Ghana has set a deadline of December 2025 for implementing cryptocurrency regulations, despite the lack of an enforcement team. The Bank of Ghana aims to create a framework for digital currencies by year’s end, as 3 million Ghanaians actively utilize cryptocurrencies for payments, savings, and remittances. However, this timeline raises concerns, especially with the lack of dedicated staff to enforce these rules.
A surge in cryptocurrency usage has driven over $3 billion in transactions within Ghana since July 2023 through June 2024, highlighting a shift towards digital finance. Dr. Johnson Asiama, Governor of the Bank of Ghana, announced this regulatory push during the International Monetary Fund’s fall meetings. He revealed that a new virtual assets bill will be presented to Parliament before the end of the year.
A dedicated enforcement department is being formed to oversee crypto activities. This includes recruitment and training for technical staff. The goal is to establish a specialized unit to monitor digital transactions, safeguard against financial instability, and better control money flows.

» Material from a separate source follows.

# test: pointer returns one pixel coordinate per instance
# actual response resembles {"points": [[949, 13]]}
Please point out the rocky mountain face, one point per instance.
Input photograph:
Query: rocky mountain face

While this move marks a significant step toward regulating cryptocurrencies in Ghana, concerns persist regarding the capacity of institutions to enforce these rules effectively. The Bank of Ghana’s plan follows regional trends towards formal crypto oversight, with countries like Kenya and South Africa taking similar measures to regulate digital currencies.
Ghana’s ambitious timeline for cryptocurrency regulation highlights the increasing demand for clarity and transparency in the rapidly developing digital economy. However, the lack of an active enforcement team raises doubts about the practicality of enforcing these regulations on time.